В те несколько недель, что прошли со смерти матери, я рядился в тогу стоицизма, которая пристала настоящему янки. Моя скорбь была тем горше, что в ней был привкус вины и стыда за свое былое поведение — привкус вины и стыда куда более сильный, чем у рядового сына после смерти матери.
К моему собственному удивлению, внезапное упоминание о матери не вызвало у меня бури чувств. Видно, острота скорби притупилась и перешла в тихую печаль.
И Дайан совершенно права: если бы Крейвиш, этот телевизионный клоун, посмел указать Энн Трумэн ее место, как он проделал со мной…
— Наглец, который попробовал бы командовать моей матерью, живо получил бы коленкой под зад — и весь разговор, — сказал я.
Вот вам образчик того, какой была моя мать.
Это было примерно в 1977 году, ранним сырым утром в самом начале весны. Сидя на кухне в то утро, ты чувствовал тьму за окном, ноздрями ощущал дождь и грязь за пределами уютного пространства.

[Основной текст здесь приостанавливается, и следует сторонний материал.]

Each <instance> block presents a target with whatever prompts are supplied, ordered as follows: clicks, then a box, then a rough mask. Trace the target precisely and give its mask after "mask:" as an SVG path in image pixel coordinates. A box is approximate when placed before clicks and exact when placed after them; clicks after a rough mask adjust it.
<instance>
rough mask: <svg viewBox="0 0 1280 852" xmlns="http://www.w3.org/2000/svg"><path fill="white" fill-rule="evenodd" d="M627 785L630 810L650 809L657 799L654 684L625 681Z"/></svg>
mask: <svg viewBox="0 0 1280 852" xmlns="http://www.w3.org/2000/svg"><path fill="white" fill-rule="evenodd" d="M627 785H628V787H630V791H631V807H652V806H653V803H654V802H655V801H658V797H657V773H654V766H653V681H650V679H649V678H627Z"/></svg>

Мать читала книгу в толстом переплете, одетая уже по-дневному. Волосы собраны сзади в аккуратный пучок, только дырочки в ушах еще не закрыты серьгами. Я тоже сидел за столом. Передо мной — тогдашний стандартный завтрак: хлопья и стакан молока. То, что молоко в стакане, — компромисс с матерью; я терпеть не могу смешивать хлопья с кипяченым молоком в миске: получается неприятная масса, поверх которой плавают отвратительные пенки. Горячий спор на эту тему произошел всего несколько дней назад, и вид хлопьев и стакана с молоком вызывает у обоих некоторое внутреннее напряжение. Я бы с удовольствием показал матери свою лояльность и разом покончил с этой мукой — выпил бы залпом противное молоко с мерзкими пенками, но… но с души воротит. Не лезет в меня это молоко!
— Ма, ты что читаешь?
— Книгу.
— Какую?
— Взрослую.
— А как называется?
Она молча показала обложку.
— Тебе нравится?
— Да, Бен.
— Почему нравится?
— Потому что я получаю знания.
— Какие?
— Это историческая книга. Я узнаю больше о прошлом.
— Зачем?
— Что значит — зачем?
— Зачем тебе знать про прошлое?
— Чтобы извлекать уроки и быть лучше.
— Быть лучше кого?
Она немного удивленно посмотрела на меня. Голубые глаза, гусиные лапки улыбки у глаз.
— Не лучше кого-либо, а просто — лучше.
У дома остановилась машина. Это отец. Ночное дежурство вообще-то с двенадцати до восьми, но он всегда возвращается раньше.
Перед тем как войти в дом, отец громко откашлялся на крыльце; вошел, молча кивнул мне и матери и сел за стол.
Я вытаращился на него.
Вот это да!
Я тут же быстро покосился на мать: ты видишь? Как, по-твоему, он знает?
В густых каштановых волосах отца была белая полоска! Прямо над лбом — словно след от детской присыпки.
— Папа, у тебя…
— Бен! — Мать посмотрела на меня так строго, что я мгновенно осекся.
— Что ты хотел сказать, Бен? — спросил отец.
— Да так, ничего особенного…
Мать сидела бледная-бледная. Губы сжаты в едва различимую полоску.
Отец поставил на стол коробку с пончиками из городской кондитерской «Ханни дип». На коробке был рисунок — горшочек, через край которого струится золотистый мед. Над горшочком парил пончик, с которого капал мед. От одной картинки слюнки текли.
— Угощайтесь, — сказал отец. — Твои любимые, Бен. Из «Ханни дип».